Earlier this month, at the U.S. Department of Energy’s arpa-e Energy Innovation Summit, more than 2,000 technologists, entrepreneurs, investors, industry experts, and government thought leaders gathered to discuss America’s most pressing energy issues. The end goal is to move promising new energy technologies out of the lab and into the market.

Speakers like Ratan Tata, Janet Napolitano, and Bill Gates provided their viewpoints on the future of energy and on what they are doing as leaders to promote innovation in this sector. Under a general umbrella of renewed optimism for clean energy, themes that floated to the surface included the market adoption of a maturing energy storage sector, increased innovation in clean-tech financing, and the growing phenomenon of democratizing energy.

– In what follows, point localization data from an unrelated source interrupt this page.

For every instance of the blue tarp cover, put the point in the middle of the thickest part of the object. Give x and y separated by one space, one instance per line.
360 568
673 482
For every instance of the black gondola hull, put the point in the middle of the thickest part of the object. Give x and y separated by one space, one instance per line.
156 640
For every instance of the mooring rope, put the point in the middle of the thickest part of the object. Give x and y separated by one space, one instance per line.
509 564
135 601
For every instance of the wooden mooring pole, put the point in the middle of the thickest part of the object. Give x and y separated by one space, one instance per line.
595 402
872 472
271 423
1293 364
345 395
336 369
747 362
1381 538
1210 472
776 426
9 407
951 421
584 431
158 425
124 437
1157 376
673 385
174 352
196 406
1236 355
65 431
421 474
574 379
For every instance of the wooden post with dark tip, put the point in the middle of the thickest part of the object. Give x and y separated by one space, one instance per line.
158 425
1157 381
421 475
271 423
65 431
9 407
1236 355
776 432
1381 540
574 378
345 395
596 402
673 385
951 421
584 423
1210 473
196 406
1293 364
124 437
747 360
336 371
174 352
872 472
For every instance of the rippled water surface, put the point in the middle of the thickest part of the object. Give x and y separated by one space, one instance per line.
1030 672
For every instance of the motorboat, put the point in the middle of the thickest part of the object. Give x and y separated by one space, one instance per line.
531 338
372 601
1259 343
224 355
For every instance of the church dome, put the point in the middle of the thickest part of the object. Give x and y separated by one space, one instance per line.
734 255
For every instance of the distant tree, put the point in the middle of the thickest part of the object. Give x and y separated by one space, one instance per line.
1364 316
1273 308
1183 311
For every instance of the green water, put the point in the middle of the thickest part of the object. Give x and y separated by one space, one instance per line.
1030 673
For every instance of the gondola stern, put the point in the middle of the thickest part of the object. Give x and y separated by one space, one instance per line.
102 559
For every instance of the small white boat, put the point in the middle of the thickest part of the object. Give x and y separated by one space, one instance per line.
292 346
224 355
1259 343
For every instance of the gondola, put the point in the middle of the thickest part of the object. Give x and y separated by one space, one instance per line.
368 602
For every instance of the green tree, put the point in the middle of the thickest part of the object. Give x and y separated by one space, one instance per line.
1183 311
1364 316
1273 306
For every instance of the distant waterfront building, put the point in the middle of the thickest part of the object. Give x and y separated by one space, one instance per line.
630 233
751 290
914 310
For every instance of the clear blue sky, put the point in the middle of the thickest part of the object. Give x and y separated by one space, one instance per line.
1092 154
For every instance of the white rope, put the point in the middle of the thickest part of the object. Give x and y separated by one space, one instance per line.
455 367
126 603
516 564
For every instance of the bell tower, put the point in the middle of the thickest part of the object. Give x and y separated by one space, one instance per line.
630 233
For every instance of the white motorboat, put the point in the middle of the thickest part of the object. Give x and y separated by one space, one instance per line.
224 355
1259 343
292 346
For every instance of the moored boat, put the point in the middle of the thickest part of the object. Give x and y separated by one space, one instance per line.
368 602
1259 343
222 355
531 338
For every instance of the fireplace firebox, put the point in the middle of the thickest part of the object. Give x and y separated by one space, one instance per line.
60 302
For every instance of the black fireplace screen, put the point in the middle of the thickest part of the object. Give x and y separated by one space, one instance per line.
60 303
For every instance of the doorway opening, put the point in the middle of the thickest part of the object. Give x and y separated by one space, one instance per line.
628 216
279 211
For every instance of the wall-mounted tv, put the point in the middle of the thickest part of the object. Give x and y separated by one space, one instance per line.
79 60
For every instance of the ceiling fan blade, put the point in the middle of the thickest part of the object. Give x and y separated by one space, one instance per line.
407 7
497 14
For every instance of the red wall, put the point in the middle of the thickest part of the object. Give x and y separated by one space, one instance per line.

This year, I was particularly struck by the prominence of several Fremont companies at the event. These companies span the smart grid value chain (EVs, LEDs, power generation, and energy storage) and illustrate the ongoing importance of arpa-e as a funding and collaboration resource related to scaling for future growth.

Cogenra

Cogenra Solar designs, manufactures, and delivers high-reliability solar systems at the lowest cost for large commercial and utility-scale applications. Working with the University of Tulsa, Oklahoma, Cogenra received an arpa-e grant to work on a full-scale concentrator system based on its T14 product, which incorporates field-tested active-cooling technology and low concentration optics for the lowest-cost PV system available today.

FreeWire Technologies

In partnership with the Pew Charitable Trust’s Clean Energy Initiative, FreeWire Technologies showcased its mobile electric vehicle (EV) charging and energy storage units at the summit. Each Mobi™ carries 48 kWh of second-life EV batteries, is capable of Level 2 or Level 3 Fast Charging, and is linked to a full-featured software platform. This mobility, along with a companion app, allows customers to avoid high infrastructure costs and underutilization that plague traditional fixed charging stations while also delivering a cost-effective solution to quickly scale up capacity. In addition, FreeWire is using second-life EV batteries, saving them from disposal and encouraging greater EV adoption with the additional charging capacity. FreeWire’s Mobis™ and software platform can also be used for pure energy storage applications, including commercial energy management, storage of renewables, backup power, and disaster recovery.

Soraa Inc.

As Fremont’s largest LED company, Soraa Inc., has received two arpa-e awards and was displaying its winning projects at the summit’s technology showcase. Both projects address a new cost-effective, scalable technique for manufacturing gallium nitride (GaN) substrates for power electronics and LEDs. These substrates enable improved LED and power electronics applications that represent markets of more than $30 billion per year and could reduce electricity consumption by 30 percent.

Solar City & Silevo

The summit concluded with a fireside chat between Lyndon Rive, CEO of Solar City, and Nancy Pfund of DBL Investors. This was particularly interesting and timely for Fremont given the recent announcement that Solar City has leased a facility in Fremont to house its Silevo R&D operations. Rive explained that its acquisition of Fremont-based Silevo offered one of the only domestic opportunities to invest in second-generation panel technology, which will dramatically reduce cost of the entire balance of system.